The input (light emitting diode) in this opto-coupler is connected across the mains voltage processed by a capacitive-potential divider circuitry built around some inexpensive components. The maximum permissible switching voltage of the opto-coupler is 30 V*, and the transistor (T1) connected at the output of the opto-coupler (photo-transistor) can switch currents upto 10mA.

A possible application example of the sensor is its use as a ‘power-on-reset circuit’ in an electronics project. Another application is in a microcontroller-based emergency power/alarm system as a ‘mains-failure/resume detector’ circuit.

(the exposed prototype - some components are soldered at the bottom side of the circuit board)

(the exposed prototype – some components are soldered at the bottom side of the circuit board)

Mains Voltage Sensor circuit

Mains Voltage Sensor circuit

The PC817B opto-coupler contains an infrared light emitting diode optically coupled to a phototransistor, packaged in a 4-pin DIP. Typical input-output isolation voltage (rms) of PC817 is 5.0kV, collector-emitter voltage is 35 to 80V*, and CTR (current transfer ratio) is 50% to 600% at an input current of 5mA.

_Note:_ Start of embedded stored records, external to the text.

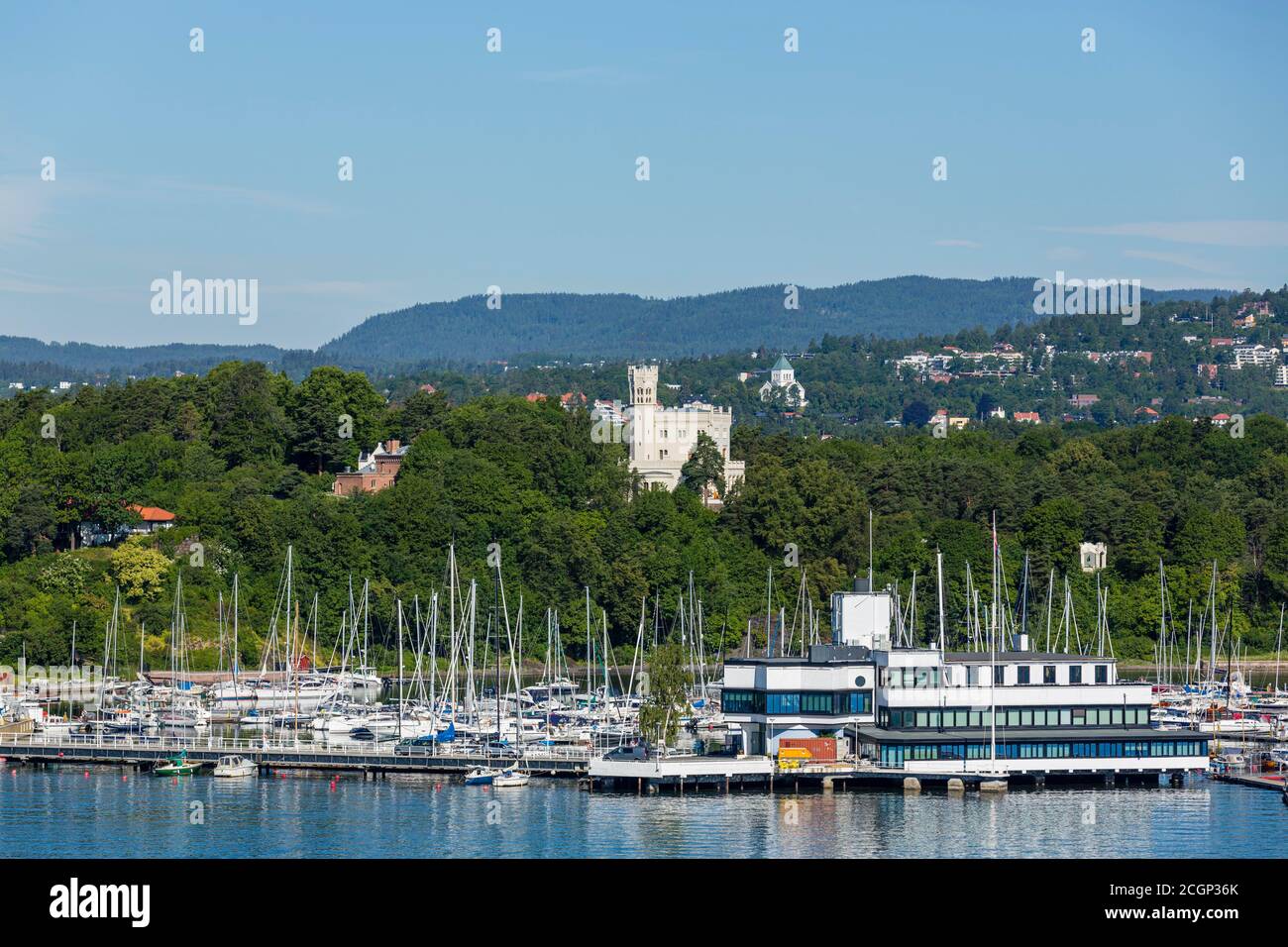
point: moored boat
(233, 766)
(176, 766)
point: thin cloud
(1206, 232)
(277, 200)
(1183, 261)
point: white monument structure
(782, 377)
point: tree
(704, 467)
(248, 423)
(668, 697)
(915, 414)
(331, 415)
(138, 570)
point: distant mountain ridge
(584, 326)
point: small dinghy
(510, 777)
(235, 766)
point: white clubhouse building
(1016, 712)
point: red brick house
(375, 471)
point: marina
(120, 812)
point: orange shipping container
(822, 749)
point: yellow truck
(793, 757)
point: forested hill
(562, 325)
(565, 325)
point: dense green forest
(245, 458)
(467, 334)
(853, 384)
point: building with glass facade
(1018, 712)
(827, 692)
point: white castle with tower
(662, 438)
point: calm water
(59, 812)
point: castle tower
(643, 380)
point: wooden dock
(1270, 781)
(375, 759)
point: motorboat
(509, 779)
(176, 766)
(235, 766)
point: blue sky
(518, 169)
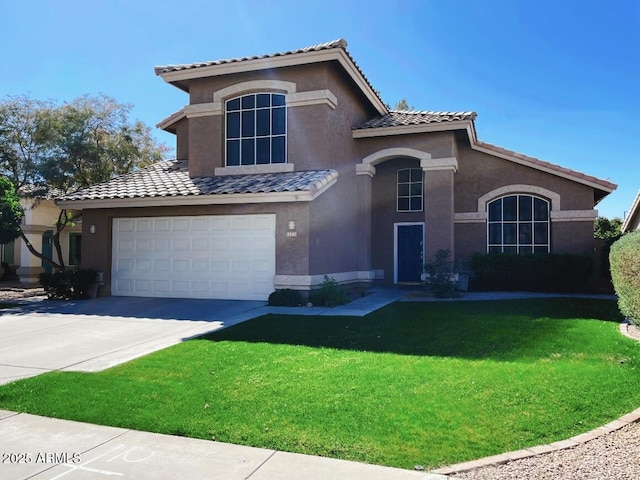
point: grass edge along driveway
(413, 383)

The circuit does not require an AC power transformer. Instead, the voltage is reduced by series capacitor (C1) connected directly to the 230V AC mains voltage. The AC mains voltage is rectified by diode D1, and the resulting DC voltage is smoothed by capacitor C2. Zener diode ZD1 is added as a pre-regulator for total circuit protection. In case of an open circuit across capacitor C2 (probably due to an accidental burn out of components R3 and/or PC1), voltage across the filter capacitor C2 is limited to about 5V by ZD1. This will prevent blow up of the filter capacitor C2. When AC mains input is available, the resulting input on the base of T1 through PC1 causes T1 to be driven into conduction by the current through PC1 and R4, thereby giving a ‘low’- level signal at the open-collector output of T1, if suitably interfaced to an external circuit with a pull-up resistor. In case of a power-down, the same is indicated by a ‘high’-level signal at the opencollector output of T1.

It is recommended to use 2-way PCB terminal block as input and output connectors. Although there is rich galvanic-isolation between the input and output of the circuit, the finished circuit must be housed in a well-insulated or plastic/rubber enclosure. Beware, the circuit carries potentially lethal mains voltages!

Lab Note: In the prototype, the knee voltage (Vknee) of transistor was about 0.2V at a current of 20 mA, and the transistor switches current upto 9.8 mA.